La Chine intensifie ses efforts pour contrôler les discours en ligne avec une nouvelle campagne de censure qui pourrait interdire de parler de ralentissement économique. Cette initiative vise à « rectifier les problèmes d’incitation malveillante aux émotions négatives », mais soulève des inquiétudes quant à la liberté d’expression.
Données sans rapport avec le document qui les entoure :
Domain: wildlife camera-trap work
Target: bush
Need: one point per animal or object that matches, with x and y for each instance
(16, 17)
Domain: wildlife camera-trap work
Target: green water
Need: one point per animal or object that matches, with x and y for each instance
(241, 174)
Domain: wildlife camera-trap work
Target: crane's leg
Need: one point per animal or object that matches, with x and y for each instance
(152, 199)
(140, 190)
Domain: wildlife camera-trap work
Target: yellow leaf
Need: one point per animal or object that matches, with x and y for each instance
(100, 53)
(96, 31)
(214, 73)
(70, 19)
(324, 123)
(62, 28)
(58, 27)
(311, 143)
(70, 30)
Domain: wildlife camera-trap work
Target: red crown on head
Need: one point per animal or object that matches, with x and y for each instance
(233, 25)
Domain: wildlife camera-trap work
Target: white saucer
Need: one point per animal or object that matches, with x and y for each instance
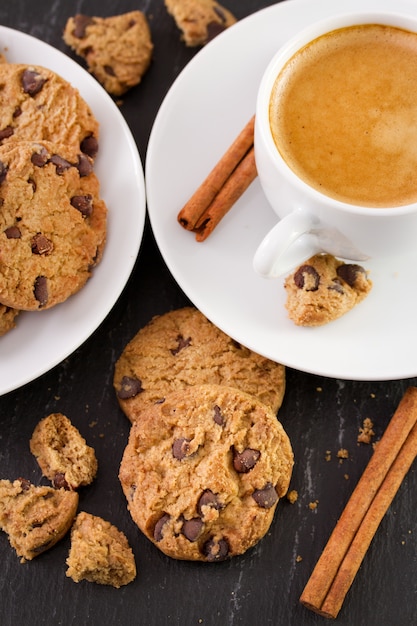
(207, 106)
(43, 339)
Découvrez les détails de cette campagne et ses implications sur les plateformes numériques.
Les 3 points clés à retenir
Le 22 septembre 2025, l’Administration du cyberespace de Chine (CAC) a annoncé le lancement d’une campagne nationale visant à « rectifier les problèmes d’incitation malveillante aux émotions négatives ». Cette initiative, qui durera deux mois, cherche à réduire la propagation de contenus jugés hostiles ou pessimistes, en particulier ceux évoquant la situation économique du pays.
Des mesures disciplinaires ont déjà été annoncées contre plusieurs plateformes populaires telles que Kuaishou, spécialisée dans les vidéos courtes, Weibo, un service de microblogging, et Xiaohongshu, similaire à Instagram. Ces plateformes devront désormais faire face à des « inspections approfondies » des sujets tendance, des recommandations de contenu et des sections commentaires.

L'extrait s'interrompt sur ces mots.